All children are exposed to the violence of life. Some witness it firsthand. Others experience it through the media. An average American child will see 200,000 violent acts and 16,000 murders on TV by age eighteen. Worldwide, hundreds of thousands of children have been recruited into government armed forces, paramilitaries, civil militia, and a variety of other armed groups. More than 5.5 million children in Syria have faced the ravages of ongoing wars and violent civil unrest. Many children live in communities where terrorism is a nearly constant threat.

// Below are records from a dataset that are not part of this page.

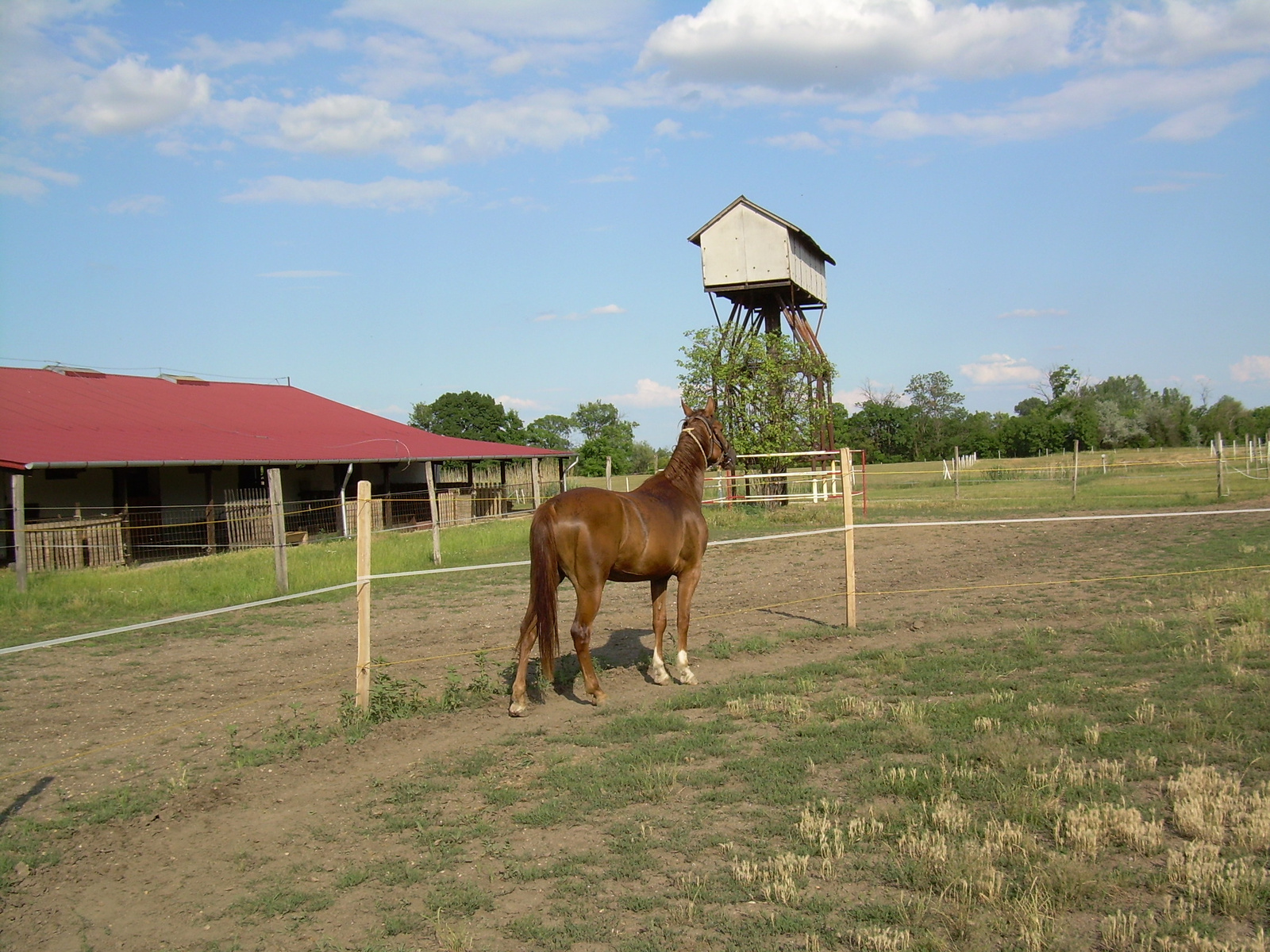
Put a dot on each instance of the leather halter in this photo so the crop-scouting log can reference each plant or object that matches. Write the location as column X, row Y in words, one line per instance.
column 689, row 431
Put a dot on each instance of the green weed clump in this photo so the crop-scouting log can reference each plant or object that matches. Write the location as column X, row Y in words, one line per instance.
column 393, row 698
column 286, row 739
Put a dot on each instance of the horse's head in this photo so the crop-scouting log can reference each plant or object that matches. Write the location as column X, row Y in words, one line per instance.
column 706, row 429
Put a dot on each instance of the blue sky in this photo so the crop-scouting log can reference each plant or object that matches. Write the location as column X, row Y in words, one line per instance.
column 387, row 200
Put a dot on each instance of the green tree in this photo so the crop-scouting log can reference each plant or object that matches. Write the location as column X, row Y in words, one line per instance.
column 1062, row 380
column 884, row 431
column 935, row 404
column 645, row 457
column 605, row 435
column 1226, row 416
column 550, row 432
column 761, row 385
column 469, row 416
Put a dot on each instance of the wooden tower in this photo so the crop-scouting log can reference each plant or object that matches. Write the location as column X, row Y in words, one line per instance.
column 772, row 273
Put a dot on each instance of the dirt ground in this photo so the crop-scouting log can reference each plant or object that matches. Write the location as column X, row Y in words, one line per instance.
column 87, row 717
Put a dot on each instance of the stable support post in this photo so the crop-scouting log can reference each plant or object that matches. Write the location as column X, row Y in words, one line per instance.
column 1221, row 467
column 436, row 514
column 849, row 536
column 279, row 531
column 343, row 505
column 210, row 512
column 1076, row 465
column 18, row 490
column 365, row 528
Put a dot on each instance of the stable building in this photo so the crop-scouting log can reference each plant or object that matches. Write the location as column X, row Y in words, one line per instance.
column 169, row 460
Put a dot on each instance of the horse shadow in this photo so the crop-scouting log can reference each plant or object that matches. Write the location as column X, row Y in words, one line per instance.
column 624, row 647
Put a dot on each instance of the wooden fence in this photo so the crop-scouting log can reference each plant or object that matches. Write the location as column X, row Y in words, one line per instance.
column 75, row 543
column 248, row 520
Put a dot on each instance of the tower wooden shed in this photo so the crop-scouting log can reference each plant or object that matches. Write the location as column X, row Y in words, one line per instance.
column 749, row 253
column 772, row 272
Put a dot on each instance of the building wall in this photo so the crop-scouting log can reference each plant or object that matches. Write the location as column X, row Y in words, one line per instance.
column 745, row 247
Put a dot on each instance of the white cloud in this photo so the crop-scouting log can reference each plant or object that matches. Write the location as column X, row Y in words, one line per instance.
column 1089, row 102
column 672, row 129
column 469, row 25
column 648, row 393
column 389, row 194
column 222, row 55
column 1175, row 32
column 397, row 67
column 799, row 140
column 302, row 274
column 1202, row 122
column 1176, row 182
column 508, row 36
column 27, row 179
column 1165, row 187
column 1033, row 313
column 852, row 399
column 1001, row 368
column 607, row 177
column 130, row 97
column 1254, row 367
column 342, row 124
column 518, row 404
column 546, row 120
column 859, row 44
column 139, row 205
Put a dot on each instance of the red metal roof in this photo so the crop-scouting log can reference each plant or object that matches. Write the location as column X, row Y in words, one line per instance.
column 50, row 418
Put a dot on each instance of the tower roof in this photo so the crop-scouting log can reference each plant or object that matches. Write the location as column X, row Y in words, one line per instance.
column 695, row 238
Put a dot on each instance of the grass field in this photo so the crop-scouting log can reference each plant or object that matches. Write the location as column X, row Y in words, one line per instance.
column 69, row 603
column 1039, row 789
column 1022, row 785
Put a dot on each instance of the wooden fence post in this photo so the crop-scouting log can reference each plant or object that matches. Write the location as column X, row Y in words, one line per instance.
column 436, row 514
column 279, row 531
column 1076, row 463
column 1221, row 469
column 365, row 530
column 849, row 536
column 18, row 486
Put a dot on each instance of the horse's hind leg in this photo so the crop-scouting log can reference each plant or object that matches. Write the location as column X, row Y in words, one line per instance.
column 657, row 670
column 683, row 615
column 588, row 607
column 529, row 635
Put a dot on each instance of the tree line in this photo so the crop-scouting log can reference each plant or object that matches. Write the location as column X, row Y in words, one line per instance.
column 929, row 419
column 596, row 431
column 766, row 405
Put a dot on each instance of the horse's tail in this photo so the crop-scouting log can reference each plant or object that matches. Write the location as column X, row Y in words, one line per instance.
column 544, row 584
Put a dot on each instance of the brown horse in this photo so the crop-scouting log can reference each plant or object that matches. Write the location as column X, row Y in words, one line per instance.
column 591, row 536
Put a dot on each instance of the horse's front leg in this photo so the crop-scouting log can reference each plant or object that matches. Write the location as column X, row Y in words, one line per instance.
column 588, row 607
column 683, row 611
column 529, row 635
column 657, row 670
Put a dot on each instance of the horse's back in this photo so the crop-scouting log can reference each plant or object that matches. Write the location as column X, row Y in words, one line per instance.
column 628, row 536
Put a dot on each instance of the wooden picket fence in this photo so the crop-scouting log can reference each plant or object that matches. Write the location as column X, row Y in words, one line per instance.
column 75, row 543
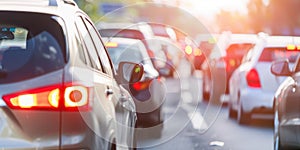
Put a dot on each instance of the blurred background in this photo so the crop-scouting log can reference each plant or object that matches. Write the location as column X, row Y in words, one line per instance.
column 274, row 17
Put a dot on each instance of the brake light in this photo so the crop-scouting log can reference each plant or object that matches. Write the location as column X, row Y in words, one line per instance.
column 292, row 47
column 230, row 65
column 197, row 52
column 188, row 49
column 253, row 79
column 57, row 97
column 138, row 86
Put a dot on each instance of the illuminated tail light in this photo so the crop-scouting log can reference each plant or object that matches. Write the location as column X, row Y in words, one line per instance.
column 66, row 98
column 230, row 65
column 253, row 79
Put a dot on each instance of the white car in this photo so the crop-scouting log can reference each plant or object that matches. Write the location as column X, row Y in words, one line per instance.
column 148, row 94
column 58, row 86
column 252, row 85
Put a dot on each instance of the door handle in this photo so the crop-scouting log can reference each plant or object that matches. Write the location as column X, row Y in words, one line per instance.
column 109, row 91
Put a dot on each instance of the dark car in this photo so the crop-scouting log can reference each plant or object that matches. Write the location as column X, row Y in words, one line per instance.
column 148, row 94
column 286, row 106
column 58, row 84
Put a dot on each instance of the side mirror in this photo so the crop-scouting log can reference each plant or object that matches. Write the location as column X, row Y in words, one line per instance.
column 281, row 68
column 130, row 72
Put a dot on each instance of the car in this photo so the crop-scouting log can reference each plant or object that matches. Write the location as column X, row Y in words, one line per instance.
column 223, row 59
column 252, row 85
column 59, row 89
column 149, row 93
column 285, row 105
column 158, row 39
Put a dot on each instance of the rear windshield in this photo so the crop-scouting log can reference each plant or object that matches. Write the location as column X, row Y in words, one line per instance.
column 124, row 52
column 272, row 54
column 30, row 45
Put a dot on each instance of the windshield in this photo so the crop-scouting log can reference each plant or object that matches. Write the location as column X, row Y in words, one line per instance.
column 125, row 52
column 28, row 47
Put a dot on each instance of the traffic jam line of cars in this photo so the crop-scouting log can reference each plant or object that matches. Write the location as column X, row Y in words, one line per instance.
column 261, row 80
column 66, row 84
column 59, row 89
column 66, row 87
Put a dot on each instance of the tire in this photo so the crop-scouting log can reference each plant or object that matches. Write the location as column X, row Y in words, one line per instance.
column 243, row 117
column 277, row 143
column 232, row 113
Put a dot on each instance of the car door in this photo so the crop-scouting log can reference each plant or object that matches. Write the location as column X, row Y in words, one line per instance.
column 124, row 107
column 101, row 119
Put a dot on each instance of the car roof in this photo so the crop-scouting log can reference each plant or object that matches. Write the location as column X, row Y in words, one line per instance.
column 281, row 41
column 62, row 8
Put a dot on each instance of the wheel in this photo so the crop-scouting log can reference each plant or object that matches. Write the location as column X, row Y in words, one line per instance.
column 243, row 117
column 232, row 113
column 277, row 144
column 112, row 146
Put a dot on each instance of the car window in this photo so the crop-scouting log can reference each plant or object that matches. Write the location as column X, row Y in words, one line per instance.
column 125, row 52
column 29, row 49
column 248, row 56
column 272, row 54
column 238, row 50
column 100, row 48
column 89, row 45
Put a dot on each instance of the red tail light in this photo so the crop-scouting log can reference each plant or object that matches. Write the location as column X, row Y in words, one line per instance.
column 56, row 97
column 138, row 86
column 230, row 65
column 253, row 79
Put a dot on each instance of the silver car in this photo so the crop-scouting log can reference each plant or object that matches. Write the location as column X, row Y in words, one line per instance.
column 58, row 85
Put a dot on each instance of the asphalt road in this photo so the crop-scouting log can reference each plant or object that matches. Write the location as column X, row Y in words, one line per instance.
column 191, row 123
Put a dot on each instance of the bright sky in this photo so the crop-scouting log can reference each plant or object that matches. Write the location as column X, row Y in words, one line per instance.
column 208, row 8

Sometimes violence keeps children from the benefits afforded them by a good education. This is true even in the United States. In the US, 7.1 percent of students did not go to school on one or more days in the preceding thirty days because they felt unsafe at school or on their way to or from school, according to a Centers for Disease Control survey. In addition, 20.1 percent of students reported being bullied on school property in the twelve months preceding the survey. It should be noted that the prevalence was higher among females (8.7 percent) than males (5.4 percent). In developing countries, 13 percent of children between the ages of seven and eighteen have never even attended school.
The harsh realities of childhood in developing countries are sobering. A staggering 400 million children around the world are living in extreme poverty (defined as living on less than $1.25 per day). One in three children in the developing world—more than 500 million children—have no access to sanitation facilities. And some 400 million children, one in five, have no access to safe water, and unsafe water and lack of sanitation cause about 4,000 child deaths per day, deaths that might still be preventable if not for the fact that 270 million children have no access to health care.
Every day, 21,000 children die as a result of poverty or poverty-related preventable diseases. Every 3.6 seconds, a person dies of starvation, and most often it is a child under the age of five. And while the toll of excess in prosperous communities and countries may be less tragic and is more difficult to quantify, there is a cost. In 2013, 42 million infants and children in the world were overweight or obese, and an estimated 70 million will be by 2025, leading to various chronic and even fatal health problems, including diabetes and heart disease. As our mentor Dr. Wess Stafford repeatedly states, “Satan’s strategy is to go after the weakest and most vulnerable people on the planet . . . our children.”